Caminhos livres
Ações facilitam o acesso de deficientes visuais a lazer, transporte e outros direitos
Gisele Machado | gisele@saopaulo.sp.leg.br
Colaborou Karine Seimoha, aluna do curso Repórter do Futuro
Camila Marinho, mãe de Enzo, é cega e “teve o filho nos braços” por duas vezes antes de ele nascer. Foi “indescritível” e “emocionante”, lembra. Grávida de nove meses no fim de outubro, quando falou à Apartes, a assistente administrativa havia ganhado modelos experimentais de um consultório particular, que imprimiu o ultrassom do feto em 3D, na forma de um boneco feito de resina. A impressão foi feita em dois momentos distintos da gestação e em tamanho real. “Parece extravagante, mas está embutido no conceito de acessibilidade que a mãe cega possa perceber o bebê em seu útero, já que as outras mães podem ver a imagem do ultrassom”, diz João Felippe, especialista em acessibilidade e mobilidade da Associação Laramara, centro de pesquisas e serviços ao indivíduo com deficiência visual de São Paulo.
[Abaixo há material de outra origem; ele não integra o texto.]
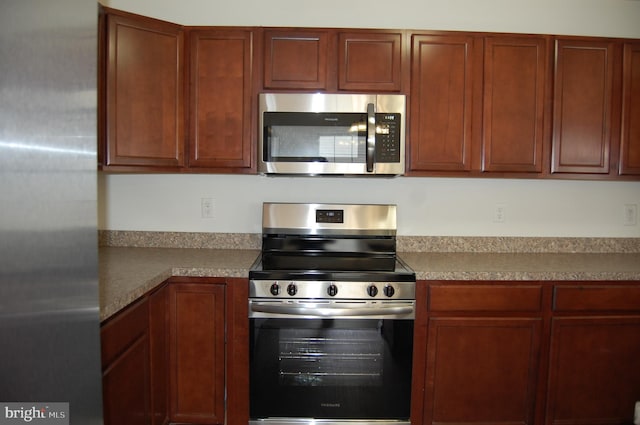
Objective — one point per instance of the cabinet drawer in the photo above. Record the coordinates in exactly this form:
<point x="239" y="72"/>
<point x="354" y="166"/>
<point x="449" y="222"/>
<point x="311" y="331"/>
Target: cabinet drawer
<point x="123" y="330"/>
<point x="526" y="298"/>
<point x="596" y="297"/>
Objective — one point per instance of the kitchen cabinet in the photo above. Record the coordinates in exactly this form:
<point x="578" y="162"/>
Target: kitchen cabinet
<point x="442" y="81"/>
<point x="125" y="366"/>
<point x="144" y="85"/>
<point x="333" y="60"/>
<point x="197" y="352"/>
<point x="515" y="93"/>
<point x="296" y="58"/>
<point x="159" y="355"/>
<point x="583" y="109"/>
<point x="169" y="356"/>
<point x="483" y="352"/>
<point x="220" y="99"/>
<point x="594" y="372"/>
<point x="478" y="104"/>
<point x="630" y="137"/>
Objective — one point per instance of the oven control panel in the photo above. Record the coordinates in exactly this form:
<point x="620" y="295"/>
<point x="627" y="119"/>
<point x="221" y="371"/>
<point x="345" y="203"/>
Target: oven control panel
<point x="332" y="290"/>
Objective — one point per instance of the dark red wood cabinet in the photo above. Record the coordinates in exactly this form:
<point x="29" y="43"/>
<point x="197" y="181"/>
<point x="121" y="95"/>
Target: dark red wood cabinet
<point x="583" y="109"/>
<point x="594" y="371"/>
<point x="630" y="137"/>
<point x="197" y="352"/>
<point x="220" y="99"/>
<point x="478" y="104"/>
<point x="144" y="92"/>
<point x="333" y="60"/>
<point x="483" y="353"/>
<point x="125" y="367"/>
<point x="179" y="355"/>
<point x="551" y="353"/>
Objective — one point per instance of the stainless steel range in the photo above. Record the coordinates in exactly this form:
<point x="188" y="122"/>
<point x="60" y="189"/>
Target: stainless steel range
<point x="331" y="313"/>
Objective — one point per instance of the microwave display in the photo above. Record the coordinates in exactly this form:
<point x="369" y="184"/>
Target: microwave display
<point x="357" y="135"/>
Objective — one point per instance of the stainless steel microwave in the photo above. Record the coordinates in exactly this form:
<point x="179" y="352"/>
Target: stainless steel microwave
<point x="331" y="134"/>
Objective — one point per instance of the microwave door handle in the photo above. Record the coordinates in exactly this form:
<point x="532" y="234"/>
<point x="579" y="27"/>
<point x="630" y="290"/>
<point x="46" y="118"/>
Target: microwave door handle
<point x="371" y="137"/>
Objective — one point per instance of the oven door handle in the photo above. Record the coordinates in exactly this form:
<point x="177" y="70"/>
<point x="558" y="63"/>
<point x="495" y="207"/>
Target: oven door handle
<point x="345" y="310"/>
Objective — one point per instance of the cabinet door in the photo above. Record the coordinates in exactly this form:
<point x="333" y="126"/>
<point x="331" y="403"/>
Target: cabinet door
<point x="582" y="106"/>
<point x="125" y="362"/>
<point x="594" y="371"/>
<point x="482" y="370"/>
<point x="144" y="90"/>
<point x="515" y="75"/>
<point x="370" y="61"/>
<point x="220" y="99"/>
<point x="197" y="363"/>
<point x="630" y="143"/>
<point x="441" y="103"/>
<point x="296" y="59"/>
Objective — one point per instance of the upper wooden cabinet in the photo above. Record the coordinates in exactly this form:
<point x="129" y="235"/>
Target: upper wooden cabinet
<point x="144" y="92"/>
<point x="630" y="137"/>
<point x="220" y="99"/>
<point x="478" y="103"/>
<point x="515" y="91"/>
<point x="370" y="61"/>
<point x="296" y="59"/>
<point x="156" y="80"/>
<point x="441" y="102"/>
<point x="583" y="106"/>
<point x="333" y="60"/>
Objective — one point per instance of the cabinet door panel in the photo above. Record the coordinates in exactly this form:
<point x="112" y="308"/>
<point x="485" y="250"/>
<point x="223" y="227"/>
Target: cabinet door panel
<point x="370" y="61"/>
<point x="145" y="116"/>
<point x="295" y="59"/>
<point x="582" y="107"/>
<point x="514" y="99"/>
<point x="482" y="370"/>
<point x="630" y="143"/>
<point x="441" y="103"/>
<point x="126" y="387"/>
<point x="197" y="363"/>
<point x="594" y="371"/>
<point x="220" y="99"/>
<point x="125" y="363"/>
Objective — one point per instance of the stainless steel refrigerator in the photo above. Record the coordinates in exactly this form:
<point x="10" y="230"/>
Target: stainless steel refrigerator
<point x="49" y="311"/>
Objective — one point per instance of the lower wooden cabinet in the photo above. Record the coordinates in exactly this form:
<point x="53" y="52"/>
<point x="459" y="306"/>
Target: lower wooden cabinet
<point x="125" y="367"/>
<point x="594" y="369"/>
<point x="483" y="353"/>
<point x="197" y="354"/>
<point x="527" y="353"/>
<point x="165" y="357"/>
<point x="482" y="370"/>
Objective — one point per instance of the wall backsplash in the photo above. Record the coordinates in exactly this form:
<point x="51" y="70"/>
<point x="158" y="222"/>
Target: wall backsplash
<point x="426" y="206"/>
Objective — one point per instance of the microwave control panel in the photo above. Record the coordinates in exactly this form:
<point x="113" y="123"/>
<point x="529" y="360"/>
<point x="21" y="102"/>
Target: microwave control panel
<point x="387" y="137"/>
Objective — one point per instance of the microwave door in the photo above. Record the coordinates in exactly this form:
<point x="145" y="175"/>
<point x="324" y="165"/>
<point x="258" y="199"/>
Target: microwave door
<point x="371" y="137"/>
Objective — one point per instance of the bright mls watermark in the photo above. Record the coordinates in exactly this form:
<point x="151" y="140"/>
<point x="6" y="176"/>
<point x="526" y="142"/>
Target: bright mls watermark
<point x="36" y="413"/>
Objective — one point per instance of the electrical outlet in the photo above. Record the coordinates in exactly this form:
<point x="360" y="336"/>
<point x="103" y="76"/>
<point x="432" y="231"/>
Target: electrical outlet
<point x="500" y="213"/>
<point x="206" y="207"/>
<point x="630" y="217"/>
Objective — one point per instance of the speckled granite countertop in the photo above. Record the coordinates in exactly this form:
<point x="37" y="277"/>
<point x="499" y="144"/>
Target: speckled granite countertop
<point x="127" y="273"/>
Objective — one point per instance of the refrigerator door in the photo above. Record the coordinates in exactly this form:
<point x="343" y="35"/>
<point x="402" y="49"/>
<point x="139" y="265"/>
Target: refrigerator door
<point x="49" y="311"/>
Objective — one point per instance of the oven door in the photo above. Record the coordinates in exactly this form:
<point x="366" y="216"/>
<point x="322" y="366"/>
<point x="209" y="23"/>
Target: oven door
<point x="329" y="367"/>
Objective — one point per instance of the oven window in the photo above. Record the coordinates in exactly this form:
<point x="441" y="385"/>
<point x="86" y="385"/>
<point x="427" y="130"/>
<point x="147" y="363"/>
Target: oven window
<point x="331" y="368"/>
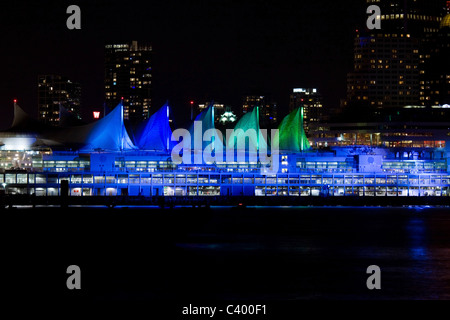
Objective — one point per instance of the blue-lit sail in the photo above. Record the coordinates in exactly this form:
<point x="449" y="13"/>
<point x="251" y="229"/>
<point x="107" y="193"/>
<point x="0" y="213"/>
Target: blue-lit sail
<point x="155" y="132"/>
<point x="202" y="123"/>
<point x="110" y="133"/>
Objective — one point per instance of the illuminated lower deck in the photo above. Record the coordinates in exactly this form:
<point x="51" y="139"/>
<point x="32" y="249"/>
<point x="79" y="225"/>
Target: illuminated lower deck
<point x="181" y="183"/>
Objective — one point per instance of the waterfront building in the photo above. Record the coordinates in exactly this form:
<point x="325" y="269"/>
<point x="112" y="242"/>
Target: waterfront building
<point x="268" y="109"/>
<point x="100" y="159"/>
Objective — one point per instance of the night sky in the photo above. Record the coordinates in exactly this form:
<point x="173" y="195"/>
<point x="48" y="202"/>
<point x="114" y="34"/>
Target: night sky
<point x="215" y="49"/>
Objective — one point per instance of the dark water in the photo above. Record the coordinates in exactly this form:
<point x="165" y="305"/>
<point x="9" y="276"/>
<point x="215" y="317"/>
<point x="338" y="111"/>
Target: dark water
<point x="258" y="254"/>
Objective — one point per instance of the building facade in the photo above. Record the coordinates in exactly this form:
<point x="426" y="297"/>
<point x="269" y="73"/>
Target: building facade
<point x="312" y="103"/>
<point x="128" y="75"/>
<point x="54" y="92"/>
<point x="389" y="68"/>
<point x="268" y="109"/>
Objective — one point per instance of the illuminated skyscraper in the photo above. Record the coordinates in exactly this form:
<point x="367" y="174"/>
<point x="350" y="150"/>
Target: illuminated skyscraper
<point x="312" y="103"/>
<point x="128" y="75"/>
<point x="388" y="63"/>
<point x="55" y="91"/>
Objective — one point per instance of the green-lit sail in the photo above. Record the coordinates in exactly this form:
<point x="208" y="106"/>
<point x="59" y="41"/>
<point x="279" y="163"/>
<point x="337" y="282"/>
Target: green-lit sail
<point x="291" y="133"/>
<point x="244" y="128"/>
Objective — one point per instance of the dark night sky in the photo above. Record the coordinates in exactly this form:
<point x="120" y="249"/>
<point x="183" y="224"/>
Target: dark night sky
<point x="203" y="49"/>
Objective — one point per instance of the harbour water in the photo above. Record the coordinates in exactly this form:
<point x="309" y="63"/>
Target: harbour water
<point x="227" y="253"/>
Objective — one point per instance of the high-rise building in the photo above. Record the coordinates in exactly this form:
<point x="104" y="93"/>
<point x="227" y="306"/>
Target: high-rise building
<point x="415" y="17"/>
<point x="267" y="109"/>
<point x="311" y="101"/>
<point x="218" y="109"/>
<point x="435" y="71"/>
<point x="128" y="75"/>
<point x="54" y="92"/>
<point x="388" y="63"/>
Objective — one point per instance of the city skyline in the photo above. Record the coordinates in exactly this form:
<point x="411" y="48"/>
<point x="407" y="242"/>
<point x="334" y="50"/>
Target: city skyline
<point x="221" y="52"/>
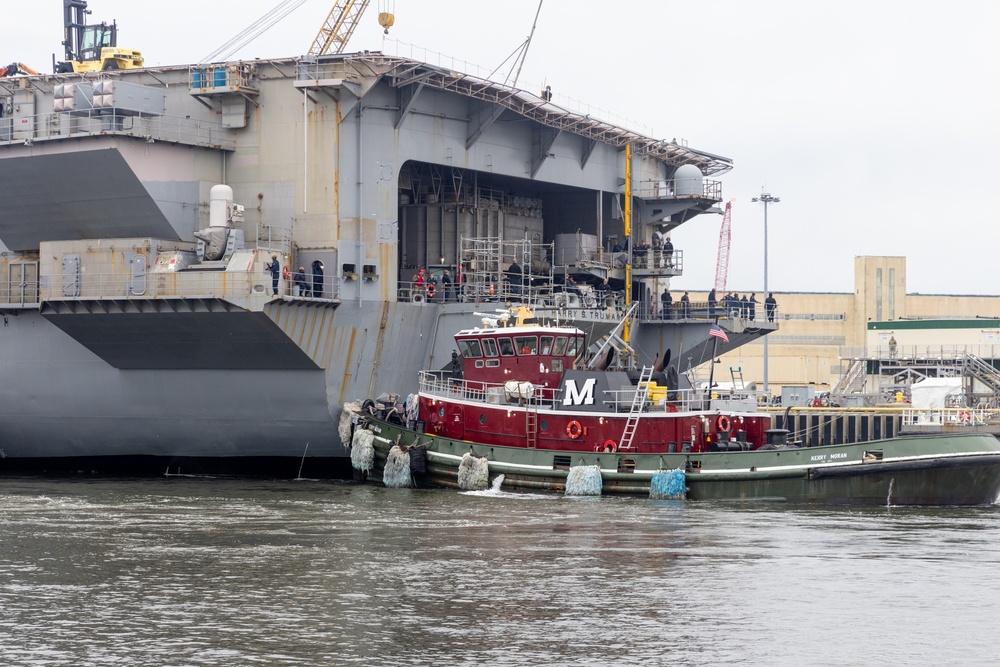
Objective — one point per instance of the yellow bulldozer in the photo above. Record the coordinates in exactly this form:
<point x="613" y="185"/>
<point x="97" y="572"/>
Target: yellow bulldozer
<point x="92" y="48"/>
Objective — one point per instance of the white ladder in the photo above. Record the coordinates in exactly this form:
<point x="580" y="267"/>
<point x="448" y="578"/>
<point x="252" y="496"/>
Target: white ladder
<point x="638" y="401"/>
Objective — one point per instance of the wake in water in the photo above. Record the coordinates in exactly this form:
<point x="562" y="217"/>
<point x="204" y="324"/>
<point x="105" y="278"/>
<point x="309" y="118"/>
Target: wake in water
<point x="495" y="492"/>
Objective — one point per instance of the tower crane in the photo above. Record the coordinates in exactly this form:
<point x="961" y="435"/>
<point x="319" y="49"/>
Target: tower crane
<point x="722" y="262"/>
<point x="340" y="25"/>
<point x="332" y="37"/>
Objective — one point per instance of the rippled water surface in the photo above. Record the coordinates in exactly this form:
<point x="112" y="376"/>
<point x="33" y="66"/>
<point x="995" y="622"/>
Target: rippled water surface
<point x="235" y="572"/>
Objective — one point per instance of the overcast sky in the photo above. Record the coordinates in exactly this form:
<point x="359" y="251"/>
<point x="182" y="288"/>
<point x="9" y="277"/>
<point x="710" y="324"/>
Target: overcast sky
<point x="874" y="122"/>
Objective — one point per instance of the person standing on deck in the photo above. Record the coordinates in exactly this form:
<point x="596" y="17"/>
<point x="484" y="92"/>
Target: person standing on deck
<point x="446" y="281"/>
<point x="514" y="276"/>
<point x="770" y="305"/>
<point x="317" y="278"/>
<point x="275" y="268"/>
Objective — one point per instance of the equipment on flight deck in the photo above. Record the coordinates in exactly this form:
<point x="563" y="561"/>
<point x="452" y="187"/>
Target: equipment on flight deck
<point x="91" y="48"/>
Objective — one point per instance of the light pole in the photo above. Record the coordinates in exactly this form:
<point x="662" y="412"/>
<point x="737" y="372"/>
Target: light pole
<point x="766" y="198"/>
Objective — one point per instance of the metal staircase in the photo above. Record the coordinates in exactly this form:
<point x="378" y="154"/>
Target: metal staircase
<point x="638" y="402"/>
<point x="531" y="427"/>
<point x="983" y="371"/>
<point x="853" y="380"/>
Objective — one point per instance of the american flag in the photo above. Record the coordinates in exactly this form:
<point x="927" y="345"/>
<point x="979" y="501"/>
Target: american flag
<point x="717" y="331"/>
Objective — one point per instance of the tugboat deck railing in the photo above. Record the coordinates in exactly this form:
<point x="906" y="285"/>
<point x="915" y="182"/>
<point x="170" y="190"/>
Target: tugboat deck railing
<point x="441" y="384"/>
<point x="951" y="417"/>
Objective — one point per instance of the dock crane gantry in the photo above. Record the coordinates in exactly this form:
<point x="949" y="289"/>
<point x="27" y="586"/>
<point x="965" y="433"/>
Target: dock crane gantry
<point x="340" y="24"/>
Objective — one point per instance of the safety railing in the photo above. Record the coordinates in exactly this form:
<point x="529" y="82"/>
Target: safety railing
<point x="956" y="417"/>
<point x="928" y="353"/>
<point x="175" y="284"/>
<point x="103" y="122"/>
<point x="16" y="294"/>
<point x="681" y="188"/>
<point x="659" y="398"/>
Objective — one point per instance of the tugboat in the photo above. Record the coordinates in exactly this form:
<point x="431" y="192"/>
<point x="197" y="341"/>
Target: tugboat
<point x="525" y="406"/>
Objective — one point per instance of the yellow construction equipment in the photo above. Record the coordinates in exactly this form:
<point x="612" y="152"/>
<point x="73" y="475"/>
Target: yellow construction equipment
<point x="92" y="48"/>
<point x="340" y="25"/>
<point x="16" y="68"/>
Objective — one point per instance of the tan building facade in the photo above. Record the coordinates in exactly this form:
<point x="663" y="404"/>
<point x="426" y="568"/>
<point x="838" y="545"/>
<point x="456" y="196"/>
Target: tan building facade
<point x="815" y="330"/>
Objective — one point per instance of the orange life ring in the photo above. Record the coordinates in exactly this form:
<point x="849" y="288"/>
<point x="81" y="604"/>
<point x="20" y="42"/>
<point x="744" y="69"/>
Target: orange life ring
<point x="723" y="423"/>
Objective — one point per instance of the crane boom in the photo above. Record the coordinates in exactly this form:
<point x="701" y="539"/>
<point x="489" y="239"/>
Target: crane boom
<point x="722" y="261"/>
<point x="339" y="27"/>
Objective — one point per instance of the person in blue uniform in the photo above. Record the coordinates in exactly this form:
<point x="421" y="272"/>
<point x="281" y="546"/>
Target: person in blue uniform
<point x="317" y="278"/>
<point x="274" y="267"/>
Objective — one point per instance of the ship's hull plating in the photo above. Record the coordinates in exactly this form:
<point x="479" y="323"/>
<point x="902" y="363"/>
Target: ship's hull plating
<point x="920" y="470"/>
<point x="64" y="409"/>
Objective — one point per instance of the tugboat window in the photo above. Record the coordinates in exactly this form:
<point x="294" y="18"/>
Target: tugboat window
<point x="546" y="345"/>
<point x="489" y="347"/>
<point x="506" y="347"/>
<point x="560" y="347"/>
<point x="470" y="348"/>
<point x="526" y="344"/>
<point x="573" y="342"/>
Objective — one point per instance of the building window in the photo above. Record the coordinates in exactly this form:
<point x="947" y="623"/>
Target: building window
<point x="878" y="295"/>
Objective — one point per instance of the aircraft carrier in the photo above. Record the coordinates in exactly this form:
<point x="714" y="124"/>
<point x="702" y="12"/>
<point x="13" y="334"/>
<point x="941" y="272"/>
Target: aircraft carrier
<point x="141" y="333"/>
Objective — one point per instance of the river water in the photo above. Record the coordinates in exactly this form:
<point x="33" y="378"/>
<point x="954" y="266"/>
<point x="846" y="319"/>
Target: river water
<point x="184" y="571"/>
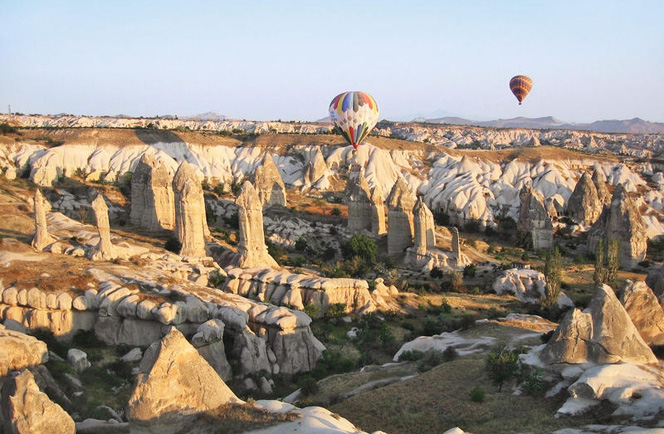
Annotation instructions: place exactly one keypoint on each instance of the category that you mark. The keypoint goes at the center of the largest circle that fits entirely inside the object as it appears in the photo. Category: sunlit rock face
(603, 333)
(152, 199)
(400, 219)
(190, 223)
(534, 219)
(268, 183)
(622, 221)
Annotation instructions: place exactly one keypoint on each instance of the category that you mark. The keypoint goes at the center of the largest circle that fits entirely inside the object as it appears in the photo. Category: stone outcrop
(42, 238)
(621, 221)
(190, 223)
(603, 333)
(104, 249)
(174, 382)
(209, 341)
(19, 351)
(534, 220)
(27, 410)
(269, 185)
(645, 311)
(527, 285)
(251, 250)
(284, 288)
(655, 280)
(152, 199)
(603, 194)
(584, 205)
(378, 223)
(360, 212)
(316, 168)
(400, 222)
(461, 259)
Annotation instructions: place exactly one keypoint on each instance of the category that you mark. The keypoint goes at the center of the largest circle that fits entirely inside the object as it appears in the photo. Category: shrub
(477, 394)
(173, 245)
(469, 270)
(502, 365)
(533, 382)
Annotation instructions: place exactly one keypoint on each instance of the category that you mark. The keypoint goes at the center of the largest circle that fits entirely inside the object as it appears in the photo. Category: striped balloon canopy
(354, 115)
(520, 86)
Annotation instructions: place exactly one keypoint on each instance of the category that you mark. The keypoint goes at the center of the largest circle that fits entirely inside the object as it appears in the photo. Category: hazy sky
(272, 59)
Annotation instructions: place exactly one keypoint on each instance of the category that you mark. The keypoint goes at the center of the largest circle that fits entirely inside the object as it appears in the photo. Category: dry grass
(439, 400)
(235, 418)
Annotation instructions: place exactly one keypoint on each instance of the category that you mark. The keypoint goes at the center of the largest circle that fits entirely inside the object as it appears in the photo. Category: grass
(441, 399)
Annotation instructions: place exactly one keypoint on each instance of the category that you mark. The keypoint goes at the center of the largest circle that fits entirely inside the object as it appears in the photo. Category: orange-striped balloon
(520, 86)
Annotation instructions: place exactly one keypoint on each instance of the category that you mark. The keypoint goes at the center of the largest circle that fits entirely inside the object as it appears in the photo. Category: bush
(469, 270)
(502, 365)
(477, 394)
(173, 245)
(533, 382)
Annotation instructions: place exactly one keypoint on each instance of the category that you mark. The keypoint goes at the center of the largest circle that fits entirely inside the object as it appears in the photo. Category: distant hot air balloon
(520, 86)
(354, 115)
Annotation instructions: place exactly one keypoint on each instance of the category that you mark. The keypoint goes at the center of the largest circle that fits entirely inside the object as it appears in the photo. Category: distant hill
(631, 126)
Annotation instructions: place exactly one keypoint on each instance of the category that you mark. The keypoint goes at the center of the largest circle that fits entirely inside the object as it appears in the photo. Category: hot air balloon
(520, 86)
(354, 115)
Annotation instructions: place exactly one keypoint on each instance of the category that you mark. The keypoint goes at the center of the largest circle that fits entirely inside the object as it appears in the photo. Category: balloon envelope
(354, 115)
(520, 86)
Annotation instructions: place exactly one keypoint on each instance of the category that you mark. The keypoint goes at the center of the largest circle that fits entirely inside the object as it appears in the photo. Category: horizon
(272, 61)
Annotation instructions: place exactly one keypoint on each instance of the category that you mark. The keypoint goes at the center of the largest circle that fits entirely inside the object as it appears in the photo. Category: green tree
(553, 275)
(361, 246)
(502, 365)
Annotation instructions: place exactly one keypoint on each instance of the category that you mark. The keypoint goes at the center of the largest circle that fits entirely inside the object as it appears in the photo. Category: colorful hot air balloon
(520, 86)
(354, 115)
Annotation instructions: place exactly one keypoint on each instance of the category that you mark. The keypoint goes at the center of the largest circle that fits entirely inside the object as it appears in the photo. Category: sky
(270, 60)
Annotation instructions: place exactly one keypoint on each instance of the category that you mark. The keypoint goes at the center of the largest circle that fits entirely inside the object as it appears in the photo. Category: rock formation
(190, 223)
(360, 210)
(584, 205)
(152, 199)
(400, 218)
(378, 226)
(425, 237)
(26, 410)
(174, 382)
(268, 183)
(621, 221)
(603, 333)
(316, 168)
(603, 194)
(252, 251)
(534, 219)
(103, 250)
(19, 351)
(645, 311)
(42, 238)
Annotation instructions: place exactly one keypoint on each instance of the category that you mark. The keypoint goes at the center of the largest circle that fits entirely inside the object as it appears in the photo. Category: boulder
(621, 221)
(152, 198)
(269, 185)
(534, 219)
(645, 311)
(584, 205)
(18, 351)
(25, 409)
(175, 382)
(603, 333)
(252, 250)
(190, 223)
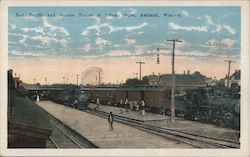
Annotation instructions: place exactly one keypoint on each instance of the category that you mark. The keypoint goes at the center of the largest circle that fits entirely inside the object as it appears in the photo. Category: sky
(57, 42)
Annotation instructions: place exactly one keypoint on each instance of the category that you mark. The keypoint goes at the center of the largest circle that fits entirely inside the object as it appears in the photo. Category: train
(156, 98)
(212, 106)
(203, 104)
(69, 95)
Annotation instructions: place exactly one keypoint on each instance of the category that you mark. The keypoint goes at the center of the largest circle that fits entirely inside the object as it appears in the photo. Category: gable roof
(236, 75)
(181, 80)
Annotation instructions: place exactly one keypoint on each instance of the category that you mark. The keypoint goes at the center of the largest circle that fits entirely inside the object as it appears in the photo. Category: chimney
(11, 72)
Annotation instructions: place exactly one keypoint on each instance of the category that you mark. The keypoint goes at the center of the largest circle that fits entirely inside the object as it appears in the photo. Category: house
(153, 79)
(233, 79)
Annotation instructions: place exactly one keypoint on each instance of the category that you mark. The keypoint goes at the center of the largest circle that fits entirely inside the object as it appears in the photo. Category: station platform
(130, 114)
(96, 130)
(180, 124)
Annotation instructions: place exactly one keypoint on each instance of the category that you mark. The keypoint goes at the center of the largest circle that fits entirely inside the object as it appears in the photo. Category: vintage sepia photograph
(124, 77)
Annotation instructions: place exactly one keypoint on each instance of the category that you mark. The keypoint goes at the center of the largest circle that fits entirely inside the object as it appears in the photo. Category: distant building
(182, 81)
(153, 79)
(233, 79)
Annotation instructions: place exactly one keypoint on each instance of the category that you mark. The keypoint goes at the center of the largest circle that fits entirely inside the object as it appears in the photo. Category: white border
(245, 110)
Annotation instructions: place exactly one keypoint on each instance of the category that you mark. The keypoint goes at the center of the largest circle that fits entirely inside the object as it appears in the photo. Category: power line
(136, 74)
(77, 75)
(140, 67)
(173, 78)
(228, 73)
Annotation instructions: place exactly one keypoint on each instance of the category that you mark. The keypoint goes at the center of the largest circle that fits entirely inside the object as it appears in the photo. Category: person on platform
(97, 104)
(143, 107)
(74, 105)
(126, 105)
(111, 120)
“Existe muita diferença entre sentir o meu bebê e apenas ouvir os batimentos cardíacos dele”, conta Camila. A assistente foi pioneira de uma novidade que pode se estender a outras gestantes com a mesma deficiência que a dela. O Projeto de Lei (PL) 219/2015, da vereadora Patrícia Bezerra (PSDB), garante impressão de ultrassom em 3D a todas as grávidas cegas atendidas pela rede de saúde pública municipal. Um dos objetivos é ajudar a fortalecer o vínculo entre mãe e bebê, sem depender da descrição do médico sobre as feições, tamanho e sexo da criança. Para Camila, a ideia é ótima se, quando virar lei, não houver burocracia para as mães conseguirem seus modelos em três dimensões.
A impressão do corpo inteiro do feto custa cerca de R$ 3 mil, segundo o especialista em medicina fetal Heron Werner, um dos idealizadores da tecnologia em uma empresa incubada no Instituto Nacional de Tecnologia, ligado ao Ministério da Ciência, Tecnologia e Inovação.
SUPER-HERÓIS
Sem visão desde os sete anos, o advogado Carlos Alexandre Campos, consultor de acessibilidade do Memorial da América Latina, em São Paulo, diz que não precisa enxergar para sentir a expressão artística de uma pintura. “Arte é muito mais sentimento do que concretude”, define. No entanto, considera indispensável receber materiais de apoio para construir mentalmente as imagens que as demais pessoas podem ver. Por exemplo, réplicas em 3D ou bidimensionais e informações técnicas sobre as obras e o ambiente, transmitidas por braile ou audiodescrição.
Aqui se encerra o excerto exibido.